Moving to the present day, 2022 has actually been worse than 1987. After the crash in 1987, the S&P 500 was down less than 8% YTD. Today, even after a gain of nearly 4% over the last week, the S&P 500 is down more than 20% YTD or twice the decline of the S&P 500 at this point in 1987.
This morning, futures are in the red after trading higher overnight as yields surge with the 10-year nearing 4.10%. Building Permits and Housing Starts were just released and came in mixed relative to expectations with starts missing forecasts while starts came in a bit higher than forecast. Mortgage applications continue to decline, though, suggesting that the sector will continue to face pressure.
It’s now been a week since the S&P 500’s closing low on 10/12 (the intraday low was on 10/13), so we wanted to take a bird’s eye look at where things stand at the index and sector level. Of the Russell 2000 (IWM), Nasdaq 100 (QQQ), and S&P 500 (SPY), IWM probably looks best from a technical perspective. Of the three indices shown, it is the only one that didn’t violate the June lows on a closing basis and is also the only one that made a higher high even if it was just on an intraday basis. For both QQQ and SPY, the charts look very similar as last week’s lows represented lower lows, and the rally over the last few days has yet to make a higher high.

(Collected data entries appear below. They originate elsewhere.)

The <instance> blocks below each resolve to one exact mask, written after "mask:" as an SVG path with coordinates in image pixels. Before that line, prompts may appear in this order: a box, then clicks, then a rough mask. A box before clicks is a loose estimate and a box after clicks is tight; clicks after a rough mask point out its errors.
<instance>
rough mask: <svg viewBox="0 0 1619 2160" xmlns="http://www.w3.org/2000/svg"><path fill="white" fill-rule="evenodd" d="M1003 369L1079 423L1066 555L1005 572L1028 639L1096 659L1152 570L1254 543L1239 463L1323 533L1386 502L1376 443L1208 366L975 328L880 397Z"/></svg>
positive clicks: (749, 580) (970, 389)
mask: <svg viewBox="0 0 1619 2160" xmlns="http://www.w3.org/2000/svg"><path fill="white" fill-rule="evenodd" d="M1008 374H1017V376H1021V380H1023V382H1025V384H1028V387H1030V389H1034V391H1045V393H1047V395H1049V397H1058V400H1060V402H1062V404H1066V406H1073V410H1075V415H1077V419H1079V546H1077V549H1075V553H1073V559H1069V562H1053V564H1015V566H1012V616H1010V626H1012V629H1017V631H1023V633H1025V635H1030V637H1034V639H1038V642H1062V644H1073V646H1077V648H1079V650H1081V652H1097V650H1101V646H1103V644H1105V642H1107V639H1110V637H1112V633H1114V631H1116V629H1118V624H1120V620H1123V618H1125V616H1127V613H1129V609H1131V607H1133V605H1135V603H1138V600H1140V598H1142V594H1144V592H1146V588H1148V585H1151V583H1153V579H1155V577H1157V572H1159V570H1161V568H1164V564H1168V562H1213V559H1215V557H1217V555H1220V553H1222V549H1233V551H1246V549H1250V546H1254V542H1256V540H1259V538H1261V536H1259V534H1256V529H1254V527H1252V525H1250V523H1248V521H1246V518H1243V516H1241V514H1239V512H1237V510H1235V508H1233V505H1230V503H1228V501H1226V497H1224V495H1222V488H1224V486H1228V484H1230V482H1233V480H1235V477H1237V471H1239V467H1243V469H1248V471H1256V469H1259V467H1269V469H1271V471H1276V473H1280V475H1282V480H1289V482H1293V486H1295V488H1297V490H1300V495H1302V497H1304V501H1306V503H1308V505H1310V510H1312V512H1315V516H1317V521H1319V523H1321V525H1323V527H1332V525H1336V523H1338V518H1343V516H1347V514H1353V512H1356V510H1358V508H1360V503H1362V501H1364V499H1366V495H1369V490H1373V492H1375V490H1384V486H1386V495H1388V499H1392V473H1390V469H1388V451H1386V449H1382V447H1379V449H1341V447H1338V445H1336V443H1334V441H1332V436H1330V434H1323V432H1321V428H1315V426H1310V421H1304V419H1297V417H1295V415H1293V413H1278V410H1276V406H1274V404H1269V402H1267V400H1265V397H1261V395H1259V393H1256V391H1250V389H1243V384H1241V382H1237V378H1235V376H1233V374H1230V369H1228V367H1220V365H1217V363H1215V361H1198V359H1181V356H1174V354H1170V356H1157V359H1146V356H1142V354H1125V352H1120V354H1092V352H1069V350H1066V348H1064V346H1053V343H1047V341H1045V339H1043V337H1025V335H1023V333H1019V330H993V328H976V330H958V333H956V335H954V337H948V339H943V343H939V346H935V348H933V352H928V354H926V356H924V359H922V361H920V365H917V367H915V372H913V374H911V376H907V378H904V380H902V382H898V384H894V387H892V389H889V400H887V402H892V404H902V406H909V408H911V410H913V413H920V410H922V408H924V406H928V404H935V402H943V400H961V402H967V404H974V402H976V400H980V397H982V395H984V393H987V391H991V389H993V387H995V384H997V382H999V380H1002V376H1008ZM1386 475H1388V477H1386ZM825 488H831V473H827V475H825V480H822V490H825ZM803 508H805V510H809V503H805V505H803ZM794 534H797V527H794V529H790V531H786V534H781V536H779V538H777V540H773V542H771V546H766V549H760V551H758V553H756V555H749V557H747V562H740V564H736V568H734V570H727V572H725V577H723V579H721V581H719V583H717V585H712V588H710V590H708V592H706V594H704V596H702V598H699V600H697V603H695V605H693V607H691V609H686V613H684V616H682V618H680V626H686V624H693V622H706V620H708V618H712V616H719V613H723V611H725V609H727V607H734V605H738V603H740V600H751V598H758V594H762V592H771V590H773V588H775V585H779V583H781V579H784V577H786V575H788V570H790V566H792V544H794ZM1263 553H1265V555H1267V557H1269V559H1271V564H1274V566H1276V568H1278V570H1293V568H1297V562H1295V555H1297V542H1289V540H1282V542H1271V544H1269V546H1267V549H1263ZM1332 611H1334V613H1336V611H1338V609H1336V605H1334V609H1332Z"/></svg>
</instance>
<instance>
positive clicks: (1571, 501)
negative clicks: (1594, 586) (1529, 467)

At the sector level, Financials have been leading the charge, rallying more than 6% over the last week. Of the remaining ten sectors, the only one not up more than 2.5% is Utilities. Despite the gains from the last week, though, the only sector that has managed to retake its 50-day moving average is Energy, and four sectors (Technology, Real Estate, Consumer Discretionary, and Utilities) still remain at oversold levels.